For classification problems that are skewed in their classification distributions like in this case, for example if we had a 100 text messages and only 2 were spam and the rest 98 weren't, accuracy by itself is not a very good metric. We could classify 90 messages as not spam(including the 2 that were spam but we classify them as not spam, hence they would be false negatives) and 10 as spam(all 10 false positives) and still get a reasonably good accuracy score. For such cases, precision and recall come in very handy. These two metrics can be combined to get the F1 score, which is weighted average of the precision and recall scores. This score can range from 0 to 1, with 1 being the best possible F1 score.

In [11]:
from sklearn.metrics import accuracy_score, precision_score, recall_score, f1_score

print('Accuracy score: ', format(accuracy_score(y_test, predictions)))
print('Precision score: ', format(precision_score(y_test, predictions)))
print('Recall score: ', format(recall_score(y_test, predictions)))
print('F1 score: ', format(f1_score(y_test, predictions)))

Accuracy score:  0.9885139985642498
Precision score:  0.9720670391061452
Recall score:  0.9405405405405406
F1 score:  0.9560439560439562


## Conclusion

One of the major advantages that Naive Bayes has over other classification algorithms is its ability to handle an extremely large number of features.
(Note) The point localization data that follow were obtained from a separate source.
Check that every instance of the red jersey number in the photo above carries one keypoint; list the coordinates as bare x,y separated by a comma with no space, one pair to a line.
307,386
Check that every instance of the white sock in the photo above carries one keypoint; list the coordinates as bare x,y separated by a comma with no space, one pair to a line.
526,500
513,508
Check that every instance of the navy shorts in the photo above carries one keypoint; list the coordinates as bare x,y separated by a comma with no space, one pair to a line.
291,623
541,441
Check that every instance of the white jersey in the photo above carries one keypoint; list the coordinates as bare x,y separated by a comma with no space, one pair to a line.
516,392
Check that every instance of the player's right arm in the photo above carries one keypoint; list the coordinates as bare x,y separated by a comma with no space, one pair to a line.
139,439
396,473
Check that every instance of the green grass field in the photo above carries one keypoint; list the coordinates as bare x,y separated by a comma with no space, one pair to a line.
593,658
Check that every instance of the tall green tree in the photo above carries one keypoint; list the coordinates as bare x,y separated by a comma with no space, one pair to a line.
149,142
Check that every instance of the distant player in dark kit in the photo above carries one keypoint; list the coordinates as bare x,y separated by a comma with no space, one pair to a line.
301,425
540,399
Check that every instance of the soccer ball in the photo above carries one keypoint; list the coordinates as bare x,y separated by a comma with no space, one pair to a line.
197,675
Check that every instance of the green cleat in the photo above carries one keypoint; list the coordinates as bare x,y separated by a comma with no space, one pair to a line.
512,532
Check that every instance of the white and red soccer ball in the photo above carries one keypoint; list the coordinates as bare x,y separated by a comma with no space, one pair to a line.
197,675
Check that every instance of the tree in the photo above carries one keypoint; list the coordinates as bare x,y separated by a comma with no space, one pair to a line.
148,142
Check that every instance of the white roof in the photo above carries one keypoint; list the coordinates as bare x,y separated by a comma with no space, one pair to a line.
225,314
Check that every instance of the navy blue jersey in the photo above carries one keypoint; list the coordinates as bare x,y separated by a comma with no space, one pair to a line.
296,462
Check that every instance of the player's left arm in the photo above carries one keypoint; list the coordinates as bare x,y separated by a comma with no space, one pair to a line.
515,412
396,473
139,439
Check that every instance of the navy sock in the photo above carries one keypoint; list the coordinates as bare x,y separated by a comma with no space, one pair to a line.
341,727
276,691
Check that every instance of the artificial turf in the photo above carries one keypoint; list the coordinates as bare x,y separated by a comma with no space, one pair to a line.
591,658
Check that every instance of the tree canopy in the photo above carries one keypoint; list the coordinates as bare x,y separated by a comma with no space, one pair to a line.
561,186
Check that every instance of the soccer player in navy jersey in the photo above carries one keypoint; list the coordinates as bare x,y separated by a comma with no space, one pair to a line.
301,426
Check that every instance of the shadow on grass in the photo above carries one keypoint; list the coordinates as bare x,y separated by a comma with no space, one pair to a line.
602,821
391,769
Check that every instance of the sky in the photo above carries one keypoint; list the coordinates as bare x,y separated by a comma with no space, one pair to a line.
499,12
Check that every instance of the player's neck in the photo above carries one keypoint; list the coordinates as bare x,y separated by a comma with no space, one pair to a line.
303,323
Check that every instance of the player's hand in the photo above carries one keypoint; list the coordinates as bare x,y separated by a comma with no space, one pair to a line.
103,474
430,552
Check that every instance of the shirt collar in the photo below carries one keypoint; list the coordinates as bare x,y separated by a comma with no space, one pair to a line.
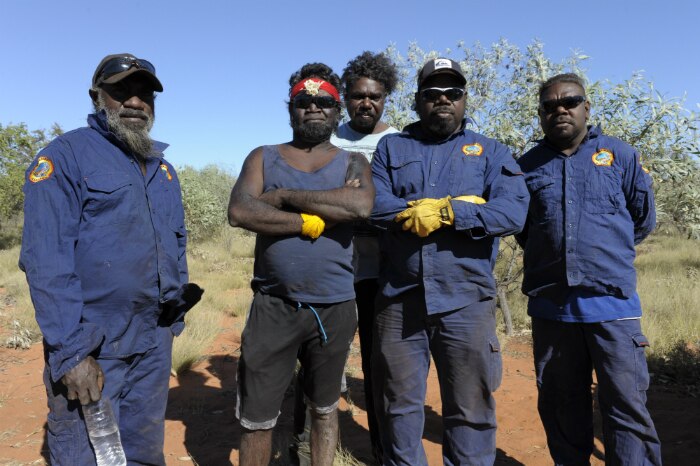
416,131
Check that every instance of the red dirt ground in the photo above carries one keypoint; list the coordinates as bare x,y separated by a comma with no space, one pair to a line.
201,428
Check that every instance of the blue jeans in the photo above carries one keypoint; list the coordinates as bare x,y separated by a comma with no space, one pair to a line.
467,357
138,390
565,356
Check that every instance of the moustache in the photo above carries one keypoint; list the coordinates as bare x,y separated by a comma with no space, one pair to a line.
443,110
133,114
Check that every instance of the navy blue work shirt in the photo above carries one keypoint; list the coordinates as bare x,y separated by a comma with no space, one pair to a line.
103,246
453,265
587,212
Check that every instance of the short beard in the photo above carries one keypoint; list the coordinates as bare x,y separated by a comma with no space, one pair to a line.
134,136
314,133
441,127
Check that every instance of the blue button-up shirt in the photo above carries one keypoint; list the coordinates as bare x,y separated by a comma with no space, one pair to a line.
103,246
453,265
587,212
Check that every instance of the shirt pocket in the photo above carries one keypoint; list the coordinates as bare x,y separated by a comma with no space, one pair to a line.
603,191
407,174
109,199
467,176
544,198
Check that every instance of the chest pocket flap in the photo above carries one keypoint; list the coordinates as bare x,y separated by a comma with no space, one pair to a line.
407,174
109,199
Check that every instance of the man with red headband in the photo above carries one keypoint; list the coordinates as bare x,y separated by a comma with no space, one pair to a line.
103,248
301,198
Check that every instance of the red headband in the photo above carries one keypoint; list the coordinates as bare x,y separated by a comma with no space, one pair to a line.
312,86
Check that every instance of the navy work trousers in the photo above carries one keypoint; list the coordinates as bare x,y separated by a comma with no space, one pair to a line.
565,356
138,390
467,357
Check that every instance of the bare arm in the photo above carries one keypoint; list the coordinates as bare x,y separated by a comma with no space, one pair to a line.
350,202
246,210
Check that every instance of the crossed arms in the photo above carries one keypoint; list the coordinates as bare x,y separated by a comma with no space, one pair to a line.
276,212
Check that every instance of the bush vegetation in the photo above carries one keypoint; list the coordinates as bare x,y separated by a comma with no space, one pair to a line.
502,88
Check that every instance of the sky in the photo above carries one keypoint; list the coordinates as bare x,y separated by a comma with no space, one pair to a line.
225,65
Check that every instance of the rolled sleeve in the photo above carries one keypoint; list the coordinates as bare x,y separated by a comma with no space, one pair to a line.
639,194
507,199
386,204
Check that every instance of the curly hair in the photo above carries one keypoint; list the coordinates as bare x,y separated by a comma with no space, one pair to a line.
314,70
563,78
375,66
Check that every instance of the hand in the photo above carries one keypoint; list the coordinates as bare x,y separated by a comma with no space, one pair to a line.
84,381
424,216
313,225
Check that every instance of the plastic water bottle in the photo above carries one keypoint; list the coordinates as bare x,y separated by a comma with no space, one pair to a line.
104,433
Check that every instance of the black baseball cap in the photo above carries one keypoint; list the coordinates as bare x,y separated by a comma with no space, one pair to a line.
439,66
114,68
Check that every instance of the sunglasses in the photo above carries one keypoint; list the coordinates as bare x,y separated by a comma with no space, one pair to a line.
321,101
433,93
120,64
569,102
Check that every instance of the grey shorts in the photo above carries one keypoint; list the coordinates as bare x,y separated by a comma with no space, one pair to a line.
277,333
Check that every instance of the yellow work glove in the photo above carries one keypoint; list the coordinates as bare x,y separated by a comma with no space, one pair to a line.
424,216
470,198
313,225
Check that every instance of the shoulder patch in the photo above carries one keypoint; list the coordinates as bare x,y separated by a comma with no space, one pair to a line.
42,170
603,157
164,167
472,149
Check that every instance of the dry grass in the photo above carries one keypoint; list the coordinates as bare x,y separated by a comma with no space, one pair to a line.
222,266
342,456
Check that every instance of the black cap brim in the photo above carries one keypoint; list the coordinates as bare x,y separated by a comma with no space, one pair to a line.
115,78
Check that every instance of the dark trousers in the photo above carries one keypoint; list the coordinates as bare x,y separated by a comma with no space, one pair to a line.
366,293
467,357
138,390
565,356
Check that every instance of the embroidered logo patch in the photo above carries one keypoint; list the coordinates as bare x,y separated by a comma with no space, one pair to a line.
603,157
472,149
43,170
646,170
442,63
164,167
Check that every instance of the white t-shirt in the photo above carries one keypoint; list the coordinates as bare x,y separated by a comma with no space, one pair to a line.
365,258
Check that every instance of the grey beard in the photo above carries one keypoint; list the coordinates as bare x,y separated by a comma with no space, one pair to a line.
135,137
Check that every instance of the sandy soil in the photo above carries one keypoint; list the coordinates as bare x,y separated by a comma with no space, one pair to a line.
201,428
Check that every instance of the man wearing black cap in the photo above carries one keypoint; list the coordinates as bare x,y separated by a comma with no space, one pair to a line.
103,249
444,194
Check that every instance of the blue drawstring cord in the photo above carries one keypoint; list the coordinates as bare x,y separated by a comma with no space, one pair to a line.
318,319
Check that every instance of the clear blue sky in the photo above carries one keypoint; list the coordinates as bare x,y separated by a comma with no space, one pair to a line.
225,64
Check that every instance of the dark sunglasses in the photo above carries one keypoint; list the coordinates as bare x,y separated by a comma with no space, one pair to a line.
321,101
433,93
568,102
119,64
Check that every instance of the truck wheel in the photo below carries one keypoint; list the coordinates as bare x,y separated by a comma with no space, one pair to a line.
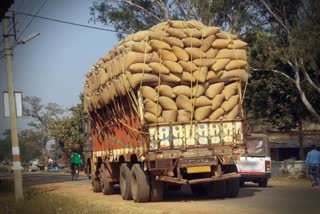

In this case, each word is treated as a feature and there are thousands of different words.

Also, it performs well even with the presence of irrelevant features and is relatively unaffected by them.

The other major advantage it has is its relative simplicity. Naive Bayes' works well right out of the box and tuning it's parameters is rarely ever necessary, except usually in cases where the distribution of the data is known. 

It rarely ever overfits the data. Another important advantage is that its model training and prediction times are very fast for the amount of data it can handle.